NEW YORK -- Deron Williams got a good look.
He just rushed it. Simple as that.
The New Jersey Nets All-Star point guard pulled up for a 17-foot jumper from the right wing with 4.9 seconds left that would’ve sent Wednesday night’s nationally televised rivalry game against the New York Knicks to overtime had it went down. But instead of getting his feet set and squaring up, Williams rushed the shot, and it caromed off the side of the rim.
Williams had come up short. So too, had his team.
Williams’ counterpart, Knicks point guard Chauncey Billups, pulled down the rebound, was fouled and calmly made two free throws at the other end, sealing New York’s 120-116 win over New Jersey in front of a sellout crowd of 19,763 at Madison Square Garden.
“I felt pretty good,” said Williams, who scored 22 points (his most in nine games with the Nets), grabbed eight rebounds and dished out eight assists in his return after missing the last six games with a strained flexor tendon in his right (shooting) wrist. “[My wrist] isn’t an excuse. I had a good look. I just rushed it and came up short.”
Williams did everything a player who has missed nearly two months of practice and hasn’t played since March 18 could to will his team to victory. After scoring just six points in the first half on 2-for-8 shooting, Williams finally began to assert himself in the third quarter, banging in a pair of 3-pointers as his team, which once led by as many as 16, re-opened a 10-point bulge with 5:55 left in the period. But the 26-year-old was whistled for his fourth foul 1:38 later, and was forced to the bench with the Nets ahead 87-78.
“Yeah it was frustrating,” said Williams, who could only watch from the bench as his team’s lead all but evaporated. “I just wish I could get the same calls Chauncey was getting on the other end.”
By the time Williams did get off the pine with 9:29 left in regulation, his team was ahead by two. The Nets would trail by as many as five late, but Williams, who was assessed his fifth personal at the 4:35 mark, rallied them from behind, converting two driving 3-point plays, a layup and a jumper over a stretch of 2:06, which put them ahead, 112-109, with 3:28 remaining.
Unfortunately, Williams would end up missing all three of his shots the rest of the way, and his teammates combined to go 1-for-4 with two turnovers. And when it came down to it, Carmelo Anthony, who was supposed to be Jersey-bound before ending up in the Big Apple, drained a jumper -- his only two points of the fourth quarter -- with 1:08 left. And that proved to be the difference.

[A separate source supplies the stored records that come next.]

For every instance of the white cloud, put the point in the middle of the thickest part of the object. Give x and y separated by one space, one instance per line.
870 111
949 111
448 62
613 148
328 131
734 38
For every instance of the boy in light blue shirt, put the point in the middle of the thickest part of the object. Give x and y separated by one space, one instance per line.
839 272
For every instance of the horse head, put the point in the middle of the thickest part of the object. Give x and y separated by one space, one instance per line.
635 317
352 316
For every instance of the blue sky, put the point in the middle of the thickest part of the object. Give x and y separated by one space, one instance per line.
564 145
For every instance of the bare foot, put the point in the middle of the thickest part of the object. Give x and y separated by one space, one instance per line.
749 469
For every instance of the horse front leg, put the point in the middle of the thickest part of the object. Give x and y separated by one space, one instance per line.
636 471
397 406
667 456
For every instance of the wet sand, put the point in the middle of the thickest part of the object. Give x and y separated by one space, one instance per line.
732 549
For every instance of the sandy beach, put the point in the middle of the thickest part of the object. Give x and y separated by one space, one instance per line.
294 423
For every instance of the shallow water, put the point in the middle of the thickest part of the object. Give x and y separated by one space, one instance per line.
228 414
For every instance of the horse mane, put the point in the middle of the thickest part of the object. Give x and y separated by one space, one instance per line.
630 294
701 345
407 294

“His timing was off a bit, but he made some big plays for us,” Nets head coach Avery Johnson said. “ He hit some timely shots, timely 3s. He had some good assists. But then you could see on some of his floaters and even there at the end, he ran out of gas a bit. But for a guy who hadn’t played in a while or practice with any contact, I thought he was awfully good.”

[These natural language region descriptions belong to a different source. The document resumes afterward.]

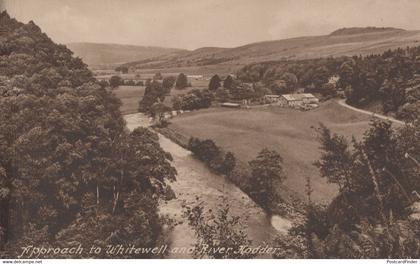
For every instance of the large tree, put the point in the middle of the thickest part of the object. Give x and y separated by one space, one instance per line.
214 82
266 170
69 170
181 81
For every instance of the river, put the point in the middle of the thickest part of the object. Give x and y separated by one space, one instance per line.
194 179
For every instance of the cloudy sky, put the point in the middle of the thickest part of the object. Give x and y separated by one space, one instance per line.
192 24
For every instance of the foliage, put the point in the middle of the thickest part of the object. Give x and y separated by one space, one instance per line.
228 83
181 81
214 82
391 78
115 81
69 170
157 76
153 93
194 100
374 214
266 169
208 152
215 230
168 83
122 69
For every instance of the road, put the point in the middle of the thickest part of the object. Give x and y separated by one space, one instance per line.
343 103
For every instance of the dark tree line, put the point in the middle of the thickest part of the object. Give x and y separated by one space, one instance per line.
376 211
391 78
69 171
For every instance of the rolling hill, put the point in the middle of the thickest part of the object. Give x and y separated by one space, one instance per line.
346 41
95 54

As it turns out, though, good just wasn’t good enough. Not in a game Nets reserve Sasha Vujacic had dubbed the team’s “biggest game of the season.” Not in a game many referred to as the Nets' Superbowl, because it was the first time they played on ESPN since 2007. Still, Williams enjoyed his indoctrination into the Hudson River rivalry. Of course, had he picked up the W, it would’ve been even better.
“It was fun,” said Williams, who was 7-for-19 shooting overall, 2-for-6 from 3-point range. “I always enjoy playing in the Garden. I really enjoyed playing in this building. There’s so much history here. Hopefully as we get better and mature, this will become a better rivalry.”
During the pregame introductions, Williams got a villain's welcome from the Knicks faithful, in the form of a chorus of boos: the ultimate form of respect for an opposing player, the same player whose picture is supposed to appear on a massive billboard in Times Square at some point in the near future. After all, who wouldn’t respect someone who looked like he’d just came out of the infirmary postgame? During his interview, Williams had wraps around both his right wrist and left knee.
No big deal, though. Williams said he should be able to play Friday night when the Nets head to the City of Brotherly Love to take on the Philadelphia 76ers.
“I was good in spurts,” Williams said. “I kind of lost my energy and then got it back. But overall, for not practicing for two months and missing a lot of time lately, I felt pretty good.
“It’s frustrating, but we had some good things come out of it. It’s all just a process for us. Everyone is being evaluated right now. Moving forward, these are just great games to be a part of.”
Jason Kidd used to love them too. In fact, he reveled in them. There was nothing he loved more than beating the Knicks.
The Nets hope Williams eventually feels the same way. But he's got to get his first win against them out of the way.
On Wednesday night he had his chance, he just came up short.